Their comments come after the executive director of the International Energy Agency (IEA) last week said that new estimates showed the age of relentless fossil growth is ending and demand would peak in 2030.
Speaking at the World Petroleum Congress in Calgary, Aramco CEO Amin Nasser said talk of peak oil demand had come up many times before.
"This notion is wilting under scrutiny because it is mostly being driven by policies, rather than the proven combination of markets, competitive economics and technology," Nasser said.
He said he expected demand to grow to around 110 million barrels per day (bpd) by 2030.

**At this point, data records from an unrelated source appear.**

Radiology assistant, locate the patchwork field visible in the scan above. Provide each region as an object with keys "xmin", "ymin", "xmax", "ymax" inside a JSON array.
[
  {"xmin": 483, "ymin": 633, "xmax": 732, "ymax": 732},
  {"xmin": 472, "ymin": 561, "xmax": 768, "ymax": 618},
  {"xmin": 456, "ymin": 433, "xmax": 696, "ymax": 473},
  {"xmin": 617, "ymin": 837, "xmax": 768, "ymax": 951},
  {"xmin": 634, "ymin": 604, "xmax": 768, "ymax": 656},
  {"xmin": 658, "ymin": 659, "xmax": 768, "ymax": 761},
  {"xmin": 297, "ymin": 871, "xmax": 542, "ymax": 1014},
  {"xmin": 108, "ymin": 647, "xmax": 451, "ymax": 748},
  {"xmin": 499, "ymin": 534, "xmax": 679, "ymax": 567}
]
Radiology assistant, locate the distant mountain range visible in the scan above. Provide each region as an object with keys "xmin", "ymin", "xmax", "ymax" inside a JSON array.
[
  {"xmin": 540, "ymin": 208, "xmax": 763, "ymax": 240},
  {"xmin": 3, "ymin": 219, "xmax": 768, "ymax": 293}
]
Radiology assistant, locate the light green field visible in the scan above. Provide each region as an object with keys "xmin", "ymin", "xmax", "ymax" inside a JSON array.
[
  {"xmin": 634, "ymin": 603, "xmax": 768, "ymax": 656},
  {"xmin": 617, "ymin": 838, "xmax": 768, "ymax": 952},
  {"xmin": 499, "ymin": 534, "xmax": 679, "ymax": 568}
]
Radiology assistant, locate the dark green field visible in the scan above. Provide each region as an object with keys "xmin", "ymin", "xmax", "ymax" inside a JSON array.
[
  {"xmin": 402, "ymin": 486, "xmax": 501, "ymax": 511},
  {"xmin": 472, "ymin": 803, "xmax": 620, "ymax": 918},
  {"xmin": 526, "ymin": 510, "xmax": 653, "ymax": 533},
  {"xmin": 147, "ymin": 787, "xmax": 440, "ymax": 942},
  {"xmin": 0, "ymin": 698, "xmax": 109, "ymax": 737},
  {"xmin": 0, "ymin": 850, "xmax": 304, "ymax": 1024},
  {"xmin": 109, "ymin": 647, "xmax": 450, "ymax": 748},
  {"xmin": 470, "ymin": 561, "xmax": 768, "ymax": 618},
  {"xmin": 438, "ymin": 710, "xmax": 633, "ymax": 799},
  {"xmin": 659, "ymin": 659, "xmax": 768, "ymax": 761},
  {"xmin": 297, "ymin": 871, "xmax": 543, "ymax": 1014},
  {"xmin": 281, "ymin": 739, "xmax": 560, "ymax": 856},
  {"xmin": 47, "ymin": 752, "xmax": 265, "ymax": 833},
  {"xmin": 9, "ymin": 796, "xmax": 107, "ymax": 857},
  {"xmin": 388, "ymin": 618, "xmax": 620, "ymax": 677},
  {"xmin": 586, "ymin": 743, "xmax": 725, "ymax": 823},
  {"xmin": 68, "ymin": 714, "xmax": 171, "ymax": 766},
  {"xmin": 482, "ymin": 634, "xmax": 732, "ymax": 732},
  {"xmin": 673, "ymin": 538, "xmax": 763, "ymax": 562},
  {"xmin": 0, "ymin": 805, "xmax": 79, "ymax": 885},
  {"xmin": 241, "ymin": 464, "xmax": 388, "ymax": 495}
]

Nasser said the narrative of the current energy transition was based on "unrealistic" assumptions and scenarios and it was important to keep investing in oil and gas to ensure global energy security and an affordable transition to cleaner sources of energy.
"We need to invest, otherwise in the mid- to long-term we will have another crisis and we will go backward in terms of using more and more coal and other cheap products that are available today."
Exxon CEO Darren Woods, speaking on the same panel, said it will be difficult to replace today's energy system because oil and gas are so widely available, and the transition would take time.
"There seems to be wishful thinking that we're going to flip a switch from where we're at today to where it will be tomorrow," Woods said.
"No matter where demand gets to, if we don't maintain some level of investment industry, you end up running shorter supply which leads to higher prices."